Mr. Sidney Randolph, a native of Georgia was lynched in Rockville, Maryland on July 4, 1896 by an officially unidentified group of white men from Montgomery County. He was in his mid-twenties. The full story of Sidney Randolph’s murder was connected to the mystery involving an axe-wielding attack by an unknown person on the Buxton family of Gaithersburg in May of that same year, and the subsequent death of the youngest child, Sadie Buxton. Though professional detectives were brought in from both Washington and Baltimore to investigate the case, local residents of Gaithersburg took it upon themselves to find and/or create circumstantial evidence implicating Sidney Randolph, a newcomer to the area who had no motive and who consistently maintained his innocence. Randolph survived repeated interrogations while imprisoned from May 25 until July 4. In custody, Mr. Randolph was afforded neither protection from the lynch mob nor his right to a trial, as a masked mob of white men dragged him from his cell in the Rockville jail, brutally beat him, and hanged him from a tree just outside of town along Route 355. His murderers were never identified nor brought to justice for this crime.
We know both that “those who cannot remember the past are condemned to repeat it” and that “there can be no reconciliation without truth.” This demands that this July we acknowledge these tragic events, remember these slain men, their families and their communities.
We ask all citizens of Montgomery County to pause during the month of July and remember our nation’s founding but still incomplete commitment to “Life, Liberty, and the Pursuit of Happiness” for all people. In memory of Mr. Diggs-Dorsey and Mr. Randolph, we dedicate ourselves anew to the work of justice and reconciliation.
There are three known lynchings that occurred in Montgomery County, Maryland. Mr. George Peck was lynched on Jan. 10, 1880 in Poolesville, Maryland. The Montgomery County Commission for Remembrance and Reconciliation will provide a full acknowledgement for Mr. Peck in January.

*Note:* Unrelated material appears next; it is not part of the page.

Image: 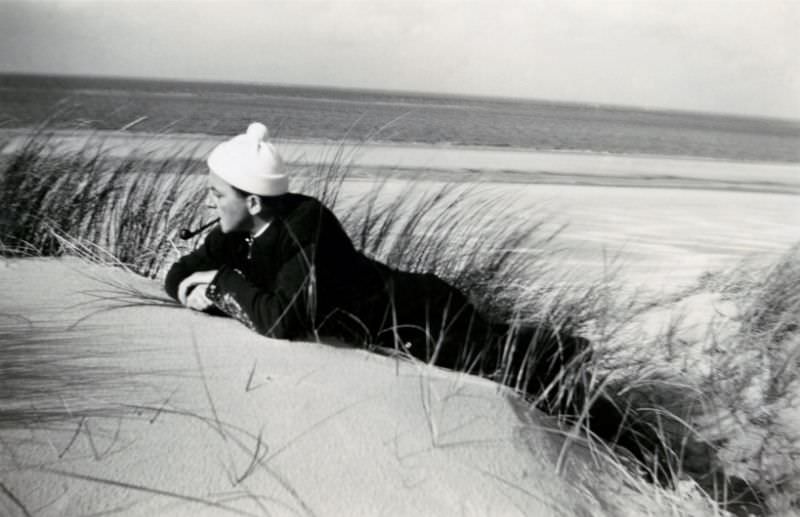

About the Montgomery County Remembrance and Reconciliation Commission:
The Montgomery County Remembrance and Reconciliation Commission was formed on January 29, 2019, through a resolution by Councilmembers Hans Riemer, Will Jawando and Craig Rice. The commission was established to support the goal of bringing the County together to promote a better understanding of our history. The Montgomery County Office of Human Rights provides staff support.